La lettera di Bosetto riflette la rabbia di chi ha perso un animale che amava non per una causa "naturale" ma per una scelta politica e di egoismo sociale, imposta dall'alto da una autoproclamatasi aristocrazia della scienza e dell'intelligenza che della democrazia e della partecipazione non sa cosa farsene, anzi!. Le masse per "lor signori" devono essere "rieducate" alla  ideologia del "ritorno alla natura selvaggia" (salvo consentire - lavata la coscienza ecologica sporca con orsi e lupi, di continuare a saccheggiare il territorio, a progettare le TAV ecc.). Ma questo inganno è ogni giorno che passa più chiaro alla coscienza di chi vive in montagna.

 

 

Oltre che esprimere una giusta rabbia la lettera del rifugista trentino esprime anche una chiara consapevolezza dei termini politico-sociali della faccenda. La consapevolezza della natura autoritaria della politica "verde", una politica che può contare sul sostegno nella cultura e degli intressi economici dominanti, su una politica sempre più lontana dai bisogni diffusi e pronta ad assecondare gli interessi di minoranze agguerrite ma che è oggetto di crescente contestazione.

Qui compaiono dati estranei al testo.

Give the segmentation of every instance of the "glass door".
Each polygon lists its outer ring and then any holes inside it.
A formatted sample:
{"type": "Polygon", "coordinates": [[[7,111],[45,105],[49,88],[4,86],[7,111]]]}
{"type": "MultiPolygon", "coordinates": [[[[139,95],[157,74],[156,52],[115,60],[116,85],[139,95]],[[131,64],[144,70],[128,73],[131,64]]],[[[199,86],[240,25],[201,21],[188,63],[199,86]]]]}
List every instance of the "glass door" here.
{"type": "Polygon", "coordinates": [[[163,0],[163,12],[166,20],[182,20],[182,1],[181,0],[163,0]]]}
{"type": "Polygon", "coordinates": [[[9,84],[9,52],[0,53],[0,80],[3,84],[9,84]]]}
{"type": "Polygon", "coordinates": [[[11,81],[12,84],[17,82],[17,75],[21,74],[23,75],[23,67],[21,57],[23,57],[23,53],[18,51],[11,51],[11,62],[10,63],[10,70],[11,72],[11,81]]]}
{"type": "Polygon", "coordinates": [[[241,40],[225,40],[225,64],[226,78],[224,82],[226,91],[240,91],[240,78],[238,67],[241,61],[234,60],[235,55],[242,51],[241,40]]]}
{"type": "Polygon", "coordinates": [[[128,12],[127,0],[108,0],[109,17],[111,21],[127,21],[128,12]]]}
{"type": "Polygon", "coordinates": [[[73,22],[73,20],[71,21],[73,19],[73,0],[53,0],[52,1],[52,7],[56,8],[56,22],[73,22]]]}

Al consenso manipolato delle amorfe masse televisive fa da contrappunto una crescente resistenza delle comunità alpine (e appenniniche). Una resistenza che si rafforza quanto più si riesce a rompere la censura  che cerca di circoscrive accuratamente la portata di notizie che potrebbero scuotere l'opinione pubblica se solo fossero riprese dai media nazionali.

I casi di orsi e lupi avvicinatisi pericolosamente alle case, di stragi di animali domestici sono riportate solo in ambito strettamente locale o, al massimo, provinciale. Fuori di Trento (per l'orso) e di Cuneo (per il lupo) il dibattito sul ritorno dei grandi carnivori è praticamente assente. Interesse dei "nuovi signori feudali della wilderness" è che si parli il meno possibile di questi problemi in termini politici e sociali. Per questo è importante che testimonianze lucide e accorata al tempo stesso come questa, in grado di scuotere la pubblica opinione, cvengano riprese e diffuse il più possibile attraverso i blog e i social network per aggirare la censura imposta ai media dalla potente lobby "conservazionista"

 

 

Sbagliato e dannoso reintrodurre l'orso

 

di Marco Bosetti  (Docente e gestore del rifugio Carè Alto di Pelugo in Val rendena)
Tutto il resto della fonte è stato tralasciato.